All tools and advices are totally free because if I had money, I would buy just more powerful PC =)

Let’s start from little OS tuning:

  • First of all I recommend clean you autorun. Why? That will free your RAM of unnecessary DLLs, background applications and other. There are many ways, but I use tool “Autoruns”(earlier it was developing by sysinternals guys, but then MS bought them x_x). Just download, unzip and run as administrator. Then all you need is unchecking redundant boxes, but be careful - you can kill your OS :slight_smile: (onetime I disabled system library and OS didn’t boot after restart). Utility has many great options, just look inside (by the way on site are other useful utilities eg process explorer)
  • As mentioned above Autoruns.exe is useful, and its far better than the legacy tool Msconfig.
    But the latter is ok for a quick overview if you don’t have time or insider know-how!
  • Next you can press Win+R hotkey(Run) and run “services.msc”. That’s list of services which are running on your system. Here are many services that you can disable. Double-click on item, there is startup type. If you don’t need service to start set it to Disabled, if you doubt need you some service to run then you can set Manual startup type. Be careful again, do not disable system critical services.
  • Now pressing Win+Break opens system information window, there is Advanced system settings link -> Settings… button in Performance area. Here you can disable many explorer visual effects. I got it setup like this

Next we’re going to Advanced tab and set there Adjust for best performance of: Programs radiobutton. Below is button for setting up virtual memory(paging(swap) file). Before setup virtual memory I highly recommend read this article by Mark Russinovich(the well-known Windows expert and author of the Sysinternals tools), don’t change these settings unless you know how it works.

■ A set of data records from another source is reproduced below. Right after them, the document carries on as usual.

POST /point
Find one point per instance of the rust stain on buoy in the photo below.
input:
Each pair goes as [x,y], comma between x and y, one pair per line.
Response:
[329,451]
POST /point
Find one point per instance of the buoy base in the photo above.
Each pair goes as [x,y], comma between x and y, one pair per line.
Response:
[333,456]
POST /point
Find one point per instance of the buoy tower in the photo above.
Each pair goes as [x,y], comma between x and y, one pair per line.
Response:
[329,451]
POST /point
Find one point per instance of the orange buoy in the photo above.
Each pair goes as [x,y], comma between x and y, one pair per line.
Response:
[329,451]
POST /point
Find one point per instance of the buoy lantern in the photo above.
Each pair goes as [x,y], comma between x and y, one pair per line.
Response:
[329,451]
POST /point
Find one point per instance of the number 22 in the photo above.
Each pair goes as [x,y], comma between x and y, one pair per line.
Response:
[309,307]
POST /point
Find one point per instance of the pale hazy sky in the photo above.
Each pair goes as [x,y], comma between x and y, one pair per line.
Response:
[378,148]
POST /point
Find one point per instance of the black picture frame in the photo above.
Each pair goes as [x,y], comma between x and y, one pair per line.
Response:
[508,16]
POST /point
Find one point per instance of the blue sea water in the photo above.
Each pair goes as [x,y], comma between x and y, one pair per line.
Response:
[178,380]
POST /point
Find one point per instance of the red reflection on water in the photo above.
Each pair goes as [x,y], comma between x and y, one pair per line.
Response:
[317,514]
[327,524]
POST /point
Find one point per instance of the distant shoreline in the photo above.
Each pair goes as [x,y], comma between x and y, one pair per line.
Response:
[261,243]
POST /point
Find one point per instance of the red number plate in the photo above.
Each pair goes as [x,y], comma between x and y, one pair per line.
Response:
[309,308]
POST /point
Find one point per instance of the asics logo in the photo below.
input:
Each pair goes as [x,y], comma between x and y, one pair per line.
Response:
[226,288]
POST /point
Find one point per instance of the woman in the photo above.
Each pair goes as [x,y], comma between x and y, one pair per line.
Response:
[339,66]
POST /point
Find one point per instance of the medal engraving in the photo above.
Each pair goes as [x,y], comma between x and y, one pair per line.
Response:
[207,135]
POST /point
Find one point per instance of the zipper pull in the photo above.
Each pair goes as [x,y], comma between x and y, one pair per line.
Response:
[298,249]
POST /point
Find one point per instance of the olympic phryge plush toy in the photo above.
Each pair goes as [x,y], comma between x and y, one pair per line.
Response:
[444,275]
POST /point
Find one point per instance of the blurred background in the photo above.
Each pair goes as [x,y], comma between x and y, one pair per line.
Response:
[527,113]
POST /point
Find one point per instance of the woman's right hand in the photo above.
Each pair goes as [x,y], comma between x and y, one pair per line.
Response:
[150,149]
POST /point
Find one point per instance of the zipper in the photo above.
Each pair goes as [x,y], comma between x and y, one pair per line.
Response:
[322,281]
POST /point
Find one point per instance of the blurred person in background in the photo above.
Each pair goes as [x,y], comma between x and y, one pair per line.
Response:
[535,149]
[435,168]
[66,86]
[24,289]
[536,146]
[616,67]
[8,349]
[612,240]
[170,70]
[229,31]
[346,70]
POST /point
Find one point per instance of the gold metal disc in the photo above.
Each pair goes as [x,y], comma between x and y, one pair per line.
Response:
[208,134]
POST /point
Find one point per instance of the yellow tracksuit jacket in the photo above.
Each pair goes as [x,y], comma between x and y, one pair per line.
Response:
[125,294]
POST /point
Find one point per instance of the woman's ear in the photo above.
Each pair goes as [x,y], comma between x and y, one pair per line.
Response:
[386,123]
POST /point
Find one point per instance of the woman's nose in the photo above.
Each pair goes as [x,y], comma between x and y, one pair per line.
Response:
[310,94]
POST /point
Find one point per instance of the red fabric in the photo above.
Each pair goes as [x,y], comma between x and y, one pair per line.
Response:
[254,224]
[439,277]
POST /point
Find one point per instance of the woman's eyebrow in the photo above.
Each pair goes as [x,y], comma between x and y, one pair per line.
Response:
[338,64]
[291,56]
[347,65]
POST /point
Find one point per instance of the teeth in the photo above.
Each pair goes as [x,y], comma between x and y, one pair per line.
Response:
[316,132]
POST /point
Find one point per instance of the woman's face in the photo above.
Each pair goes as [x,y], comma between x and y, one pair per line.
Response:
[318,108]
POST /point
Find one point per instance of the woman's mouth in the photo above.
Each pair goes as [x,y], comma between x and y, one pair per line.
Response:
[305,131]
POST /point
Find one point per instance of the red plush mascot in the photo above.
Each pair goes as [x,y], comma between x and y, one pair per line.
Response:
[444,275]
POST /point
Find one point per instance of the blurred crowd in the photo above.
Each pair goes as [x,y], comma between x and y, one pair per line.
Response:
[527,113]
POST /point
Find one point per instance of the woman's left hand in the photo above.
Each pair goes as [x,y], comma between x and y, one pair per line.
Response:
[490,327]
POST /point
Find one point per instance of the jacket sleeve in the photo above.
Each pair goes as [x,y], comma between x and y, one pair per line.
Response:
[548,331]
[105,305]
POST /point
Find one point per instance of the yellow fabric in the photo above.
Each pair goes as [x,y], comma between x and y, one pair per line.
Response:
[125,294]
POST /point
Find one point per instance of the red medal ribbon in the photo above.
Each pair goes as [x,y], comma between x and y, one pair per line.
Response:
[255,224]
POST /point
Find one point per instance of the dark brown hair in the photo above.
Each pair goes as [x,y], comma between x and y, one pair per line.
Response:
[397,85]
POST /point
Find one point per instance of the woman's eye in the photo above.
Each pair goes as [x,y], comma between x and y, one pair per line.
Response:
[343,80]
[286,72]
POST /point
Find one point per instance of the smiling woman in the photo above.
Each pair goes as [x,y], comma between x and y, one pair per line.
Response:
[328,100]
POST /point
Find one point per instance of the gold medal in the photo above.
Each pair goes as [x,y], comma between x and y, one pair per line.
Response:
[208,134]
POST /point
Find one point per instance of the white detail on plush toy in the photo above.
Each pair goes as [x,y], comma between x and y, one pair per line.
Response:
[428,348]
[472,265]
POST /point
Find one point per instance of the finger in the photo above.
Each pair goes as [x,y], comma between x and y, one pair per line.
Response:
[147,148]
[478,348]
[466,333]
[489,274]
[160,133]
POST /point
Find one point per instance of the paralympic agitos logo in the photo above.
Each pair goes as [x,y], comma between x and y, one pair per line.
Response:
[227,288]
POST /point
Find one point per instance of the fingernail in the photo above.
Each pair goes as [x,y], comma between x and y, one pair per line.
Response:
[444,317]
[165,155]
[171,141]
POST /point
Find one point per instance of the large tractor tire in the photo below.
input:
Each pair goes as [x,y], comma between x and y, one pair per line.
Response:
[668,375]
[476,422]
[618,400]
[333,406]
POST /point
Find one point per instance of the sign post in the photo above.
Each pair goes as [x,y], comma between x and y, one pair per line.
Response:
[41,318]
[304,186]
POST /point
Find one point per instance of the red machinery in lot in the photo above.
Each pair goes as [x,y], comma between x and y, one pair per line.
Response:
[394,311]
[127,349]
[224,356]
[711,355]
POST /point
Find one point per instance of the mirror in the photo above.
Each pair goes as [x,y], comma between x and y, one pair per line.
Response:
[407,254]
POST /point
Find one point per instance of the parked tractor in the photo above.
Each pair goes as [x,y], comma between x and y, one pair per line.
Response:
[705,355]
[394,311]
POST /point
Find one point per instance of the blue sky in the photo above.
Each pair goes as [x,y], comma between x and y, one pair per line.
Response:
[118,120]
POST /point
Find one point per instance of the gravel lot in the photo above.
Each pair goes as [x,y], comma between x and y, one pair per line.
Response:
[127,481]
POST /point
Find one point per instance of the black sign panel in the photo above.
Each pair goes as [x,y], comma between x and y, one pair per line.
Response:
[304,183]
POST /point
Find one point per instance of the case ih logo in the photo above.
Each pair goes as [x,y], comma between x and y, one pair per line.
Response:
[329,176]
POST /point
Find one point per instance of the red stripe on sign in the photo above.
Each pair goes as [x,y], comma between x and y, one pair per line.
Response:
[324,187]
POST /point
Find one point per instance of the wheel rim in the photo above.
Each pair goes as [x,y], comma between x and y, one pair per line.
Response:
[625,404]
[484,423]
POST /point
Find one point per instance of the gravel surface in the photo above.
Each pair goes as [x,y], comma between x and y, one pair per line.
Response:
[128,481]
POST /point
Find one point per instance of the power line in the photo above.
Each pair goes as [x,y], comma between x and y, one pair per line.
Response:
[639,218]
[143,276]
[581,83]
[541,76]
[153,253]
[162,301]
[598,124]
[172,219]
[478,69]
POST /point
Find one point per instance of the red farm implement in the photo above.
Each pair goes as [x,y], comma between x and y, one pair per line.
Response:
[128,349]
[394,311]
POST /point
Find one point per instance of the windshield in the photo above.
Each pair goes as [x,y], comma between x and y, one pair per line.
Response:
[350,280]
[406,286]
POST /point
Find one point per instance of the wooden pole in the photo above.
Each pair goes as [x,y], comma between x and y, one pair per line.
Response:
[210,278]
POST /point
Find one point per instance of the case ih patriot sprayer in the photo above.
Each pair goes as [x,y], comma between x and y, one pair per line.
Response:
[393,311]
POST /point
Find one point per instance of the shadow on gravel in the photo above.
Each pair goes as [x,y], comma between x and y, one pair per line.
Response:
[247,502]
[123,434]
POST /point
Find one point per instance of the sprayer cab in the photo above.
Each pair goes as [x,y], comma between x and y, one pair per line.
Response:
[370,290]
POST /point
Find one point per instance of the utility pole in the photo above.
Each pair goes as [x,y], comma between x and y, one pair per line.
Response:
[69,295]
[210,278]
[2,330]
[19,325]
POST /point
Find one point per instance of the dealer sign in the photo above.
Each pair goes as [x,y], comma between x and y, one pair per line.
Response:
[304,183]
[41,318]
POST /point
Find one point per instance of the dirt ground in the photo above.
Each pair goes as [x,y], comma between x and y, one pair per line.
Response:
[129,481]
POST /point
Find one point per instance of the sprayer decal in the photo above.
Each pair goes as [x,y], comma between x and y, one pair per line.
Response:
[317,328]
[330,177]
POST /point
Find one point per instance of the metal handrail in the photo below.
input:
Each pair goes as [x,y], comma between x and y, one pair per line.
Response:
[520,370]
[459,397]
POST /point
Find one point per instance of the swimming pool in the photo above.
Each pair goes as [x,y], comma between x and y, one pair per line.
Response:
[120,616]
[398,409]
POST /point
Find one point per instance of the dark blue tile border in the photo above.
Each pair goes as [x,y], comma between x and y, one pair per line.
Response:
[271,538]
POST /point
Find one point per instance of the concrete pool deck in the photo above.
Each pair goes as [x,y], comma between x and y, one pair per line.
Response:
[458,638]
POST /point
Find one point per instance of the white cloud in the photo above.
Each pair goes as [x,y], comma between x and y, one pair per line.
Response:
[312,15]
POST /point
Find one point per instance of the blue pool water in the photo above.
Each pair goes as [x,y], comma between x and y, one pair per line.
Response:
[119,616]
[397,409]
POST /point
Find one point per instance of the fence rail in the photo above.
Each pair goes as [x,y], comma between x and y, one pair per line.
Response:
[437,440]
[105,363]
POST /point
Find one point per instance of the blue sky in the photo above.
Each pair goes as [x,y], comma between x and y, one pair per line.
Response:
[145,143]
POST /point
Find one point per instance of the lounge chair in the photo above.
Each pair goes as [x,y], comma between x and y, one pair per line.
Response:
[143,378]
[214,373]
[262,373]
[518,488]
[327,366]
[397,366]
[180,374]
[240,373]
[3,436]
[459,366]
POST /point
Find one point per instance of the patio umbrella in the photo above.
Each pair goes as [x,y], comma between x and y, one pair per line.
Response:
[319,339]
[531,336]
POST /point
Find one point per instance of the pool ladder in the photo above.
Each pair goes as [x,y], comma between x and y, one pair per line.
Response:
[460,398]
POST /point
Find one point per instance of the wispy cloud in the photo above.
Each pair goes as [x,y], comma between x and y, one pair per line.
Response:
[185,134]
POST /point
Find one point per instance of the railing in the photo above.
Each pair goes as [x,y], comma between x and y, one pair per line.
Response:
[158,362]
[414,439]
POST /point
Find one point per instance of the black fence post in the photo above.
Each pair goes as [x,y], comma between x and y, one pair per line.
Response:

  • Next we can go to Control Panel->Administrative Tools->Task Scheduler. Here you can expand all and check all sections and disable few tasks which are useless for you

Now what about UE itself :smiley: I found for me useful few things:

  • First disable Realtime checkbox in viewport

  • Next you can downgrade visual options, don’t forget upgrade them back before deploying (but maybe that doesn’t matter i dunno =) ) engine_scalability.png engine_quality.png

  • If you have small monitor like I do (second I successfully destroyed while soldering the lamp x_x) I think you find usefull checkbox for small buttons upon viewport

  • Again about small monitors: don’t forget that you can relocate windows inside editor. I have such disposition

  • Now back to OS. I have laptop with 2 videocards: one good enough and one integrated. Here you can setup such thing as launching editor using the good one. In my case it looks like this within NVidia control panel

I set these prefers for 2 applications:

And little piece about Visual Studio(VS2015 CE in my case). I always developed using C#. Now C++ with these engine sources is such nightmare for me. Just because intellisense and building time. I searched a lot, but found not so many advices.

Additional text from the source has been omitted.